Program Synthesis by Type-Guided Abstraction Refinement
We consider the problem of type-directed component based synthesis where, given a set of (typed) components and a query type, the goal is to synthesize a term that inhabits the query. Classical approaches based on proof search in intuitionistic logics do not scale up to the standard libraries of modern languages, which span hundreds or thousands of components. Recent graph reachability based methods proposed for languages like Java do scale, but only apply to components over monomorphic data and functions: polymorphic data and functions infinitely explode the size of the graph that must be searched, rendering synthesis intractable. We introduce type-guided abstraction refinement (TYGAR), a new approach for scalable type-directed synthesis over polymorphic datatypes and components. Our key insight is that we can overcome the explosion by building a graph over abstract types which represent a potentially unbounded set of concrete types. We show how to use graph reachability to search for candidate terms over abstract types, and introduce a new algorithm that uses proofs of untypeability of ill-typed candidates to iteratively refine the abstraction until a well-typed result is found.
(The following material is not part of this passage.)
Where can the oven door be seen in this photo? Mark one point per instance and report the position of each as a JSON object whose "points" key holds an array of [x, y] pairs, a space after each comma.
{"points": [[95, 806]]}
We have implemented TYGAR in H+, a tool that takes as input a set of Haskell libraries and a query type, and returns a Haskell term that uses functions from the provided libraries to implement the query type. We have evaluated H+ on a set of 44 queries using a set of popular Haskell libraries with a total of 291 components. Our results demonstrate that H+ returns an interesting solution within the first five results for 33 out of 44 queries. Moreover, TYGAR allows H+ to rapidly return well-typed terms, with the median time to first solution of just 1.4 seconds.